V&A’s Frank Lloyd Wright room on view at Tate Britain



February 21, 2013

By Christopher Wilk, Keeper, Furniture, Textiles & Fashion Department.

In an installation commissioned for Tate Britain’s major Kurt Schwitters exhibition, the artist Adam Chodzko has reconfigured the V&A’s Kaufmann Office designed by American architect Frank Lloyd Wright.  Designed in 1937, the office was used by Edgar Kaufmann in his Pittsburgh department store until his death in 1955. It was given to the V&A in 1974 by his son, Edgar Kaufmann Jr., and for many years was on display in the V&A’s Frank Lloyd Wright Gallery.  It is an exceptional interior by one of the most important architects of the 20th-century and will be back on view at the V&A once our new 20th Century Gallery opens in the next phase of FuturePlan.

1 to 240-1974.

Kaufmann Office, Frank Lloyd Wright, 1937. Museum no. W.9:1 to 240-1974. © Victoria and Albert Museum, London

In his installation, Chodzko uses the office to explore Schwitters’ relationship to international modernism. Forced to flee Nazi Germany in 1937, Schwitters arrived in England in 1940 and spent the last eight years of his life in rural Cumbria. Although living out of the cultural mainstream, Schwitters continued throughout his time in England to operate within an international network of artists, patrons and institutions. Chodzko’s work makes tangible a link to Edgar Kaufmann Jr. who, when a curator at MoMA, arranged for Schwitters to be sent $1,000 by the Museum while he was living in poverty in Ambleside.

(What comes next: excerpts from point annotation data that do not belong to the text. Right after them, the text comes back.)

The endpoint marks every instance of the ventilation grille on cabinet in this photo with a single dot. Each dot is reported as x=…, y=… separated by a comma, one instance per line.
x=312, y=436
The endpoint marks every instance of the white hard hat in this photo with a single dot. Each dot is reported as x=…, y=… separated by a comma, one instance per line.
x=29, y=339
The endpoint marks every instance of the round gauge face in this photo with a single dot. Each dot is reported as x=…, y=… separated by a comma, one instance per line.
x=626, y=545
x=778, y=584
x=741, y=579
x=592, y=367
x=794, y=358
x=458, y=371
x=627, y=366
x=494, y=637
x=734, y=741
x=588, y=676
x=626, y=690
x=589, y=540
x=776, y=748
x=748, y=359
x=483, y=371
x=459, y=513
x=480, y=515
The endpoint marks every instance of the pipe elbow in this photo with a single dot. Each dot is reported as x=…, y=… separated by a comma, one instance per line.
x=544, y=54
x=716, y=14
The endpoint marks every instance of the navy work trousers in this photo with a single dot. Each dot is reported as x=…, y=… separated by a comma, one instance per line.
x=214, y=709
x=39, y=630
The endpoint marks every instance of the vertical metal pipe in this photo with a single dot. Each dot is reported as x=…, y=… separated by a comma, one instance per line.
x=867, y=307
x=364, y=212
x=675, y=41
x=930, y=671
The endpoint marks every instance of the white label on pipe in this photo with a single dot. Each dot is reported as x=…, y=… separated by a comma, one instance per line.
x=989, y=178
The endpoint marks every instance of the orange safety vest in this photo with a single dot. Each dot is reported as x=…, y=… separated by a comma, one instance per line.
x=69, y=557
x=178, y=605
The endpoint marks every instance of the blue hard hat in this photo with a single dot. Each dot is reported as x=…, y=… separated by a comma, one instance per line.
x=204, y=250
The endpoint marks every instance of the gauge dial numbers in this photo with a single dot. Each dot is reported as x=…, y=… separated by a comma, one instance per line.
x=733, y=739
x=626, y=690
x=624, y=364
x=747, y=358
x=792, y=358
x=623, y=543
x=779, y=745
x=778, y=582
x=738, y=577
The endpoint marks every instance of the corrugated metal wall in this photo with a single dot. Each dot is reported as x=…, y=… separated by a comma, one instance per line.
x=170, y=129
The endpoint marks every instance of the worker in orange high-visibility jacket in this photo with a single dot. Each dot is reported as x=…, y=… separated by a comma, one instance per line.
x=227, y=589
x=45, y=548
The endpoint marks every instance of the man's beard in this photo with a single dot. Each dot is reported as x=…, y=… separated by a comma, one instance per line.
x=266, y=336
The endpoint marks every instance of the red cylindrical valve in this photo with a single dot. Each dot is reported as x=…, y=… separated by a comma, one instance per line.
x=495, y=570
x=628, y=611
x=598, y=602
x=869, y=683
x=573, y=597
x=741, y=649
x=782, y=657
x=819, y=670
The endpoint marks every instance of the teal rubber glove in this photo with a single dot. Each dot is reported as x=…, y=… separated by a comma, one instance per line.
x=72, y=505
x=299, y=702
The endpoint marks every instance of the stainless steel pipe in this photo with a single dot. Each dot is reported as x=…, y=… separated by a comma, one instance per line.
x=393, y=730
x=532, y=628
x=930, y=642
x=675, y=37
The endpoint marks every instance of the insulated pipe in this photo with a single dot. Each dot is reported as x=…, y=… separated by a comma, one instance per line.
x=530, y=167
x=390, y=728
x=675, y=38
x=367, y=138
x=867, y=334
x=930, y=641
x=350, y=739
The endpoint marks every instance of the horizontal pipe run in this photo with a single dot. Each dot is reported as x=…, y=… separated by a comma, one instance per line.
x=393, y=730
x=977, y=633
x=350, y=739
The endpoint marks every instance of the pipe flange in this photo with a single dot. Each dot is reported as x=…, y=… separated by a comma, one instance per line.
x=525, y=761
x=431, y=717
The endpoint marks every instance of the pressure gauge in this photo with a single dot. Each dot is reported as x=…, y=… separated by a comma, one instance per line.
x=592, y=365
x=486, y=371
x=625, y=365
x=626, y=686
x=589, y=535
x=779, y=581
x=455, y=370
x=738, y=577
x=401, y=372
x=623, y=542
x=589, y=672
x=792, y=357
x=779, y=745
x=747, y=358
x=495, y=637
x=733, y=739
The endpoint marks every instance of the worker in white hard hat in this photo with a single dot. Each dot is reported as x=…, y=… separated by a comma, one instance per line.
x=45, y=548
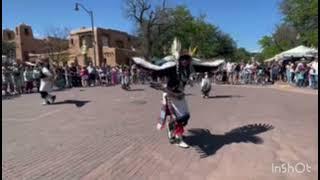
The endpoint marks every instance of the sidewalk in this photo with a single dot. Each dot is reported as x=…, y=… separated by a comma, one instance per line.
x=291, y=88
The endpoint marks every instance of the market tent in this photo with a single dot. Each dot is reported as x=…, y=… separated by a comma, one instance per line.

By re-displaying parts of Wright’s office, with its furniture, Chodzko physically rebuilds a network of relationships and places – weaving a dense web across the fictional and real spaces of 20th century modernism.

www.tate.org.uk/whats-on/tate-britain/exhibition/schwitters-britain

2 comments so far, view or add yours

Comments

I don’t know I’ve not connected before this time but I’m pleased to be kept up to date.
As usual you lead the way!
Do send by best regards to Christopher Wilk.

Oh dear,
That comment should have read:
I don’t know how I’ve not connected with your fine institution before this time but I should be pleased to be kept up to date on your ‘doings’.
As usual you lead the way!
Do send my best regards to Christopher Wilk.